Tra queste anche big di altri comparti alimentari come Granarolo e Valsoia e firme come Zerbinati, Linea Verde e Natura Nuova. Leader mondiale, per ora, è la californiana Beyond Meat, sostenuta da Bill Gates e Leonardo di Caprio, che con 25 milioni di hamburger vegetali venduti lo scorso anno ha conquistato i cosiddetti flexitariani, i consumatori dall’approccio alimentare flessibile che vogliono limitare il consumo di proteine animali senza rinunciare al gusto della carne.
TRASFORMAZIONI
Accanto alla carne vegetale “stampabile” in 3D, tra le grandi novità dello scenario internazionale del food system ci sono le uova. In un laboratorio di San Francisco vengono ricreate a partire da essenze vegetali: fagioli banchi del Perù e della Thailandia, noci del Guatemala e il fagiolo mungo, cereale molto resistente alla siccità e ideale per l’apporto proteico. Quale sia il sapore degli insetti, nel mondo lo sanno già due miliardi di persone, ma quasi nessuno in Italia. Entro l’anno avremo però i primi cibi made in Italy con farina di insetti. Alla start up Fucibo attendono solo l’ultima autorizzazione europea. «Operiamo in questo settore – spiega uno dei cofondatori, Lorenzo Pezzato – ormai da 5 anni.
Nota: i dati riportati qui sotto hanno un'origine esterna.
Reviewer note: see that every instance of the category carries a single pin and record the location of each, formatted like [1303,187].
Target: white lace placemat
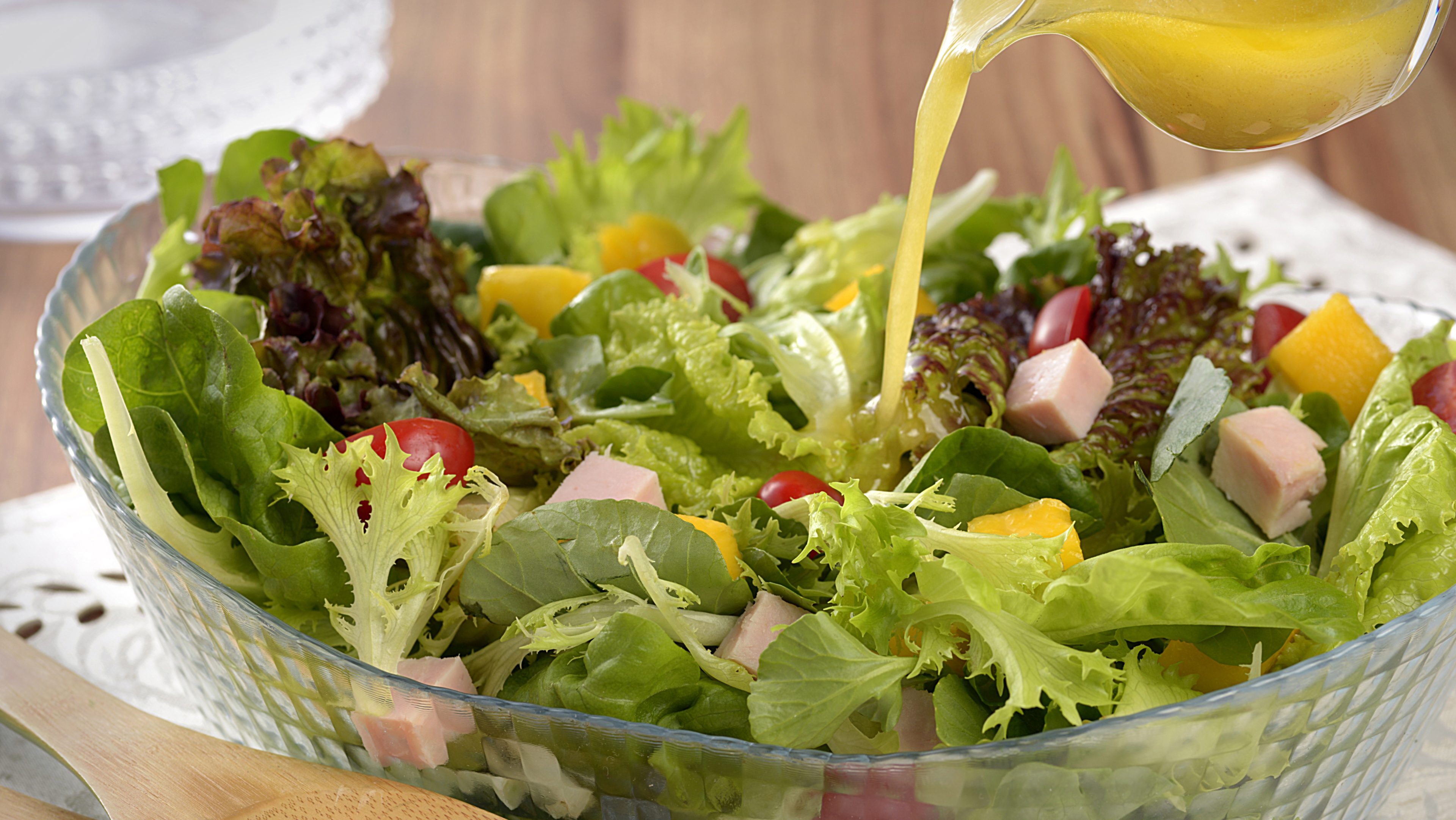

Sarà una vera rivoluzione perché riteniamo di aver integrato l’eccellenza italiana nella gastronomia col nuovo e incredibile ingrediente». Da Olanda e Francia arriverà la farina di insetti che poi in Veneto, Lombardia e Piemonte diventerà pasta biologica, chips di mais (tipo patatine) cotte in forno e aromatizzate, crackers con semi di lino, sesamo e papavero. Tutti prodotti ricchi di proteine. «Gli insetti commestibili – afferma Pezzato – sono la fonte di proteine più abbondante, rinnovabile e completa sul pianeta». Per allevarli serve 100 volte meno acqua e 10 volte meno suolo rispetto ad un allevamento di bovini o suini. In un mercato che si stima nel 2023 dovrebbe valere tra i 50 e gli 80 milioni di euro solo in Italia e almeno 600 in Europa, Fucibo ha l’obiettivo di diventare il maggiore produttore italiano e il leader europeo nell’e-commerce.
RITORNO AL PASSATO
Il futuro è anche un ritorno al passato, come nel caso delle alghe di cui scriveva già Plinio il Vecchio e delle fermentazioni: il garum, impasto fermentato di muffa, sale e scarti animali in uso nell’antica Roma, è l’esempio più noto. Al Noitec Park di Bolzano le fermentazioni dei microorganismi sono studiate per inventare nuovi ingredienti alimentari, già di tendenza tra gli chef. Quindi non le immangiabili pillole energetiche o gli imbevibili beveroni Huel (Human Fuel, letteralmente carburante umano) e neanche organismi geneticamente modificati. Piuttosto, la moderna scienza genetica e biomolecolare ha l’obiettivo di restituire alle produzioni della terra le proprietà perse nel corso dei secoli, rafforzandone la capacità di resistere alle intemperie del tempo, consumando e avvelenando meno suolo, terra e aria. In questo l’Italia può già vantare dei risultati da opporre all’industria del cibo Frankenstein. «Una determinante spinta – afferma Luigi Scordamaglia, consigliere delegato di Filiera Italia, associazione trasversale che riunisce produttori agricoli e industrie di trasformazione – può arrivare adesso dai fondi del Recovery Plan per l’agroalimentare. L’Italia ha un modello sostenibile virtuoso e alternativo a quello su cui puntano le multinazionali del cibo e quei fondi devono portarci verso la transizione ecologica».